= Foreign Investment Promotion Board =

National agency in India

The Foreign Investment Promotion Board (FIPB) was a national agency of Government of India, with the remit to consider and recommend foreign direct investment (FDI) which does not come under the automatic route. India attract net inward foreign direct investment amounting to US$30.76 billion during the fiscal year ended March 2014, a 14.13% increase compared to the previous fiscal year. acted as a single window clearance for proposals on foreign direct investment (FDI) in India. The Foreign Investment Promotion Board (FIPB) was housed in the Department of Economic Affairs, Ministry of Finance. FIPB was abolished on 24 May 2017, as announced by Finance Minister Arun Jaitley during 2017-2018 budget speech in Lok Sabha.

==Members==

- Secretary, Department of Economic Affairs - Chairman
- Secretary, Department of Industrial Policy & Promotion - Member
- Secretary, Department of Commerce - Member
- Secretary, (Economic Relation), Ministry of External Affairs - Member

The Board is empowered to co-opt Secretaries to the Government of India and other top officials of financial institutions, banks and professional experts of industry and commerce, as required.

==Process==
In a significant move aimed at expediting flow of foreign investment into the country, the Union Cabinet liberalised the FDI policy further by allowing the FIPB to clear proposals from overseas entities worth up to ₹30 billion, against the existing limit of ₹12 billion.

Recommendations of FIPB for proposals up to ₹30 billion are approved by Minister of Finance. While recommendations for proposals of more than ₹3000 crore need to be approved by Cabinet Committee on Economic Affairs (CCEA).

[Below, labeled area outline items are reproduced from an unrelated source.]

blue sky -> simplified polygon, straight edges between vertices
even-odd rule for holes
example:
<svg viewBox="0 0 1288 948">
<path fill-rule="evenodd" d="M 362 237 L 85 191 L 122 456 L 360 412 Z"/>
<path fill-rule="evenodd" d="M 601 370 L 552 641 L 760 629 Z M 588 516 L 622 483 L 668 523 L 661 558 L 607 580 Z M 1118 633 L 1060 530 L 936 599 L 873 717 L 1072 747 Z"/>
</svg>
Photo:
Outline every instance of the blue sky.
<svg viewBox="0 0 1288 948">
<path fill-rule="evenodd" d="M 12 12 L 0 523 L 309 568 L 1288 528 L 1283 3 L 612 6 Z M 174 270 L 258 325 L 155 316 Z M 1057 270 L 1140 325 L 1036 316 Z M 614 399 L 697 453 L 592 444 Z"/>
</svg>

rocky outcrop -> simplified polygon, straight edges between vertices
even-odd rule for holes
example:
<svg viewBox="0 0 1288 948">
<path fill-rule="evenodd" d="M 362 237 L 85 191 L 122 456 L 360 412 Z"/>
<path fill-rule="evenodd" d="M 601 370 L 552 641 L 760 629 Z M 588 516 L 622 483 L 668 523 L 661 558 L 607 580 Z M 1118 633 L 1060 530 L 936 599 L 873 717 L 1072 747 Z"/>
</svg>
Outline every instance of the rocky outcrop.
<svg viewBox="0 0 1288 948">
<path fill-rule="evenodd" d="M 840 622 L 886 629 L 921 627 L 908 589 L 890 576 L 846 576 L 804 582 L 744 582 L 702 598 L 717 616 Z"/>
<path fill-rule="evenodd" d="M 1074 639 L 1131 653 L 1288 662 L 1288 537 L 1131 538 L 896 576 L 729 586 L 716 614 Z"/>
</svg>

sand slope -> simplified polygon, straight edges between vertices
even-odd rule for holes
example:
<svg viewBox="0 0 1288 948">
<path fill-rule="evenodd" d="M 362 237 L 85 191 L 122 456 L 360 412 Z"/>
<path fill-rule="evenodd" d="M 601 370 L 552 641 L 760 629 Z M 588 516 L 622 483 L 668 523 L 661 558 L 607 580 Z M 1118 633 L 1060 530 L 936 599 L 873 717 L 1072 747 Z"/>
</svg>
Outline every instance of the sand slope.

==Aircel-Maxis deal controversy==

Former Minister of Law and Justice & 2G spectrum case petitioner Dr Subramanian Swamy alleged that in 2006, a company controlled by then Minister of Finance P Chidambaram's son Karti got five per cent stake in Sivasankaran's Aircel to get part of ₹40 billion that the Maxis Communications paid for 74 per cent stake in Aircel. He alleged that Mr Chidambaram withheld the FIPB clearance to the deal till his son got the five per cent shares in Siva's company.
Subsequently, the issue was raised on multiple times in Parliament of India by the opposition which demanded resignation of Mr P Chidambaram. He and the government denied all the allegations. According to The Pioneer and India Today reports, documents show that approval to the FDI proposal was indeed delayed about 7 months by P Chidambaram.